Sóstenes Orozco Tovar,  con 76 años a cuestas, es un humilde campesino oriundo de Polonuevo, Atlántico, que en su juventud se dedicó a recoger algodón en el Cesar  y luego  trabajando en las fincas en la zona bananera.

“Yo siempre trabajé recogiendo algodón con Rafael Escalona. Primero fue en Codazzi, en los  años 1953  y 1954. Fue tanto su auge, que este pueblo llegó a ser conocido como la ciudad del oro blanco.

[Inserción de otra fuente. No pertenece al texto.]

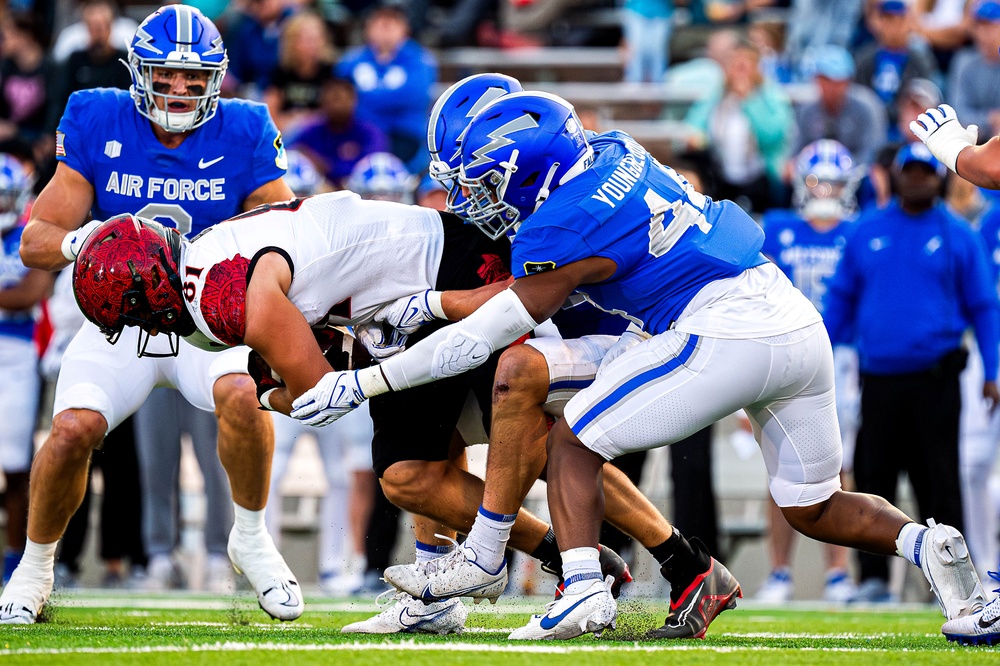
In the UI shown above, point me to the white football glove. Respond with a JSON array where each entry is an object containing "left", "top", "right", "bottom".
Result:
[
  {"left": 910, "top": 104, "right": 979, "bottom": 173},
  {"left": 597, "top": 324, "right": 649, "bottom": 377},
  {"left": 351, "top": 322, "right": 408, "bottom": 361},
  {"left": 59, "top": 220, "right": 102, "bottom": 261},
  {"left": 289, "top": 370, "right": 368, "bottom": 427},
  {"left": 372, "top": 289, "right": 445, "bottom": 335}
]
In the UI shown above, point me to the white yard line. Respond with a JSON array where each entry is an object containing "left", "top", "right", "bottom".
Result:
[{"left": 0, "top": 641, "right": 920, "bottom": 655}]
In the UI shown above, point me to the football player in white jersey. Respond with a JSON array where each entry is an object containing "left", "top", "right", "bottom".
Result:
[{"left": 0, "top": 5, "right": 303, "bottom": 624}]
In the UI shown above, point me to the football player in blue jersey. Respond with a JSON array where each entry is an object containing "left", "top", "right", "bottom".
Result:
[
  {"left": 0, "top": 5, "right": 303, "bottom": 624},
  {"left": 292, "top": 92, "right": 986, "bottom": 639},
  {"left": 0, "top": 153, "right": 52, "bottom": 585},
  {"left": 747, "top": 139, "right": 859, "bottom": 603},
  {"left": 376, "top": 74, "right": 738, "bottom": 637}
]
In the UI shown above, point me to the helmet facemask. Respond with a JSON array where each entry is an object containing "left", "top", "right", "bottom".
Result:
[
  {"left": 73, "top": 215, "right": 195, "bottom": 358},
  {"left": 125, "top": 5, "right": 229, "bottom": 132}
]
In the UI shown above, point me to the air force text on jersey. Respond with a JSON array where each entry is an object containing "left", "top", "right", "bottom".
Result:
[{"left": 104, "top": 171, "right": 226, "bottom": 201}]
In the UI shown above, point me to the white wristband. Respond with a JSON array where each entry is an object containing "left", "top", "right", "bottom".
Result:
[{"left": 427, "top": 289, "right": 448, "bottom": 319}]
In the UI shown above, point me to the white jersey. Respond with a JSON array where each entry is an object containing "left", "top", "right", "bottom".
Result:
[{"left": 180, "top": 192, "right": 444, "bottom": 349}]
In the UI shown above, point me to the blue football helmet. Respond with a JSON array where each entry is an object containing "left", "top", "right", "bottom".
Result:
[
  {"left": 126, "top": 5, "right": 229, "bottom": 132},
  {"left": 346, "top": 153, "right": 416, "bottom": 204},
  {"left": 285, "top": 150, "right": 325, "bottom": 197},
  {"left": 0, "top": 153, "right": 31, "bottom": 233},
  {"left": 459, "top": 92, "right": 594, "bottom": 239},
  {"left": 427, "top": 73, "right": 522, "bottom": 215},
  {"left": 792, "top": 139, "right": 860, "bottom": 220}
]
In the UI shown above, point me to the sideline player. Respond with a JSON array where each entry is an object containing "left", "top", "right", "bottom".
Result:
[
  {"left": 0, "top": 154, "right": 53, "bottom": 585},
  {"left": 292, "top": 93, "right": 986, "bottom": 639},
  {"left": 378, "top": 74, "right": 741, "bottom": 638},
  {"left": 910, "top": 104, "right": 1000, "bottom": 645},
  {"left": 0, "top": 5, "right": 303, "bottom": 624}
]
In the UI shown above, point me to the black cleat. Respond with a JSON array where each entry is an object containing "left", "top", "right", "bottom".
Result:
[{"left": 646, "top": 539, "right": 743, "bottom": 638}]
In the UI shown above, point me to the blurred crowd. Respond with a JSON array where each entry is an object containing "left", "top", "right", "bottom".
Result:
[{"left": 0, "top": 0, "right": 1000, "bottom": 602}]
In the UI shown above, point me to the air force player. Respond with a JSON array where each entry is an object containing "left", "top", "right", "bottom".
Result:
[{"left": 0, "top": 5, "right": 303, "bottom": 624}]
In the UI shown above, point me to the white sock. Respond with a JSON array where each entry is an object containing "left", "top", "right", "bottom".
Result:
[
  {"left": 414, "top": 539, "right": 455, "bottom": 564},
  {"left": 896, "top": 523, "right": 927, "bottom": 567},
  {"left": 463, "top": 507, "right": 517, "bottom": 573},
  {"left": 233, "top": 502, "right": 266, "bottom": 536},
  {"left": 562, "top": 548, "right": 603, "bottom": 594},
  {"left": 18, "top": 539, "right": 59, "bottom": 572}
]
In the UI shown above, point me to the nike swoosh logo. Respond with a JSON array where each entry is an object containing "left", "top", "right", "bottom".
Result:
[
  {"left": 198, "top": 155, "right": 225, "bottom": 169},
  {"left": 538, "top": 592, "right": 600, "bottom": 631},
  {"left": 399, "top": 606, "right": 451, "bottom": 627},
  {"left": 979, "top": 615, "right": 1000, "bottom": 629}
]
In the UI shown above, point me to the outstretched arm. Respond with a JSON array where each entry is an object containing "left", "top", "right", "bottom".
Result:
[
  {"left": 292, "top": 257, "right": 616, "bottom": 425},
  {"left": 21, "top": 162, "right": 94, "bottom": 271},
  {"left": 910, "top": 104, "right": 1000, "bottom": 190}
]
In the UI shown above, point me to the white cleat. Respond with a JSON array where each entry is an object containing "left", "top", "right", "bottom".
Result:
[
  {"left": 382, "top": 546, "right": 507, "bottom": 603},
  {"left": 0, "top": 566, "right": 55, "bottom": 624},
  {"left": 920, "top": 519, "right": 987, "bottom": 620},
  {"left": 941, "top": 571, "right": 1000, "bottom": 645},
  {"left": 507, "top": 576, "right": 618, "bottom": 641},
  {"left": 227, "top": 526, "right": 304, "bottom": 621},
  {"left": 340, "top": 590, "right": 469, "bottom": 636}
]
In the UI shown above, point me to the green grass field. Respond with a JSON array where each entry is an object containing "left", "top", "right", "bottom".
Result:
[{"left": 0, "top": 593, "right": 1000, "bottom": 666}]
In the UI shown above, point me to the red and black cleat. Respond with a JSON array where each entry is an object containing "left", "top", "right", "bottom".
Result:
[
  {"left": 646, "top": 539, "right": 743, "bottom": 638},
  {"left": 542, "top": 544, "right": 632, "bottom": 599}
]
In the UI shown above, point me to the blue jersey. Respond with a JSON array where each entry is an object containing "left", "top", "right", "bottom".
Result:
[
  {"left": 761, "top": 210, "right": 853, "bottom": 314},
  {"left": 56, "top": 88, "right": 285, "bottom": 238},
  {"left": 0, "top": 224, "right": 35, "bottom": 340},
  {"left": 511, "top": 131, "right": 767, "bottom": 334},
  {"left": 979, "top": 206, "right": 1000, "bottom": 294}
]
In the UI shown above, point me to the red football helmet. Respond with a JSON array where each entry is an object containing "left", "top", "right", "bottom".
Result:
[{"left": 73, "top": 213, "right": 195, "bottom": 357}]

En 1955, Rafa me pasó  a trabajar en la vereda  El Callao, en Valencia de Jesús, un corregimiento de Valledupar, ubicado en su zona suroccidental, entre las estribaciones de las montañas de la Sierra Nevada de Santa Marta y el río Cesar. Estaba en su furor la bonanza algodonera.

“Conformábamos una cuadrilla de sesenta trabajadores para recorger el algodón. A las tres de la mañana ya estabamos en pié para adelantar el trabajo y  no dejarnos coger del sol”, recuerda Sóstenes Orozco, mientras sostiene su rostro con el bastón que utiliza para caminar debido a que tienen dificultad en la visión, sufre de presión alta en los ojos.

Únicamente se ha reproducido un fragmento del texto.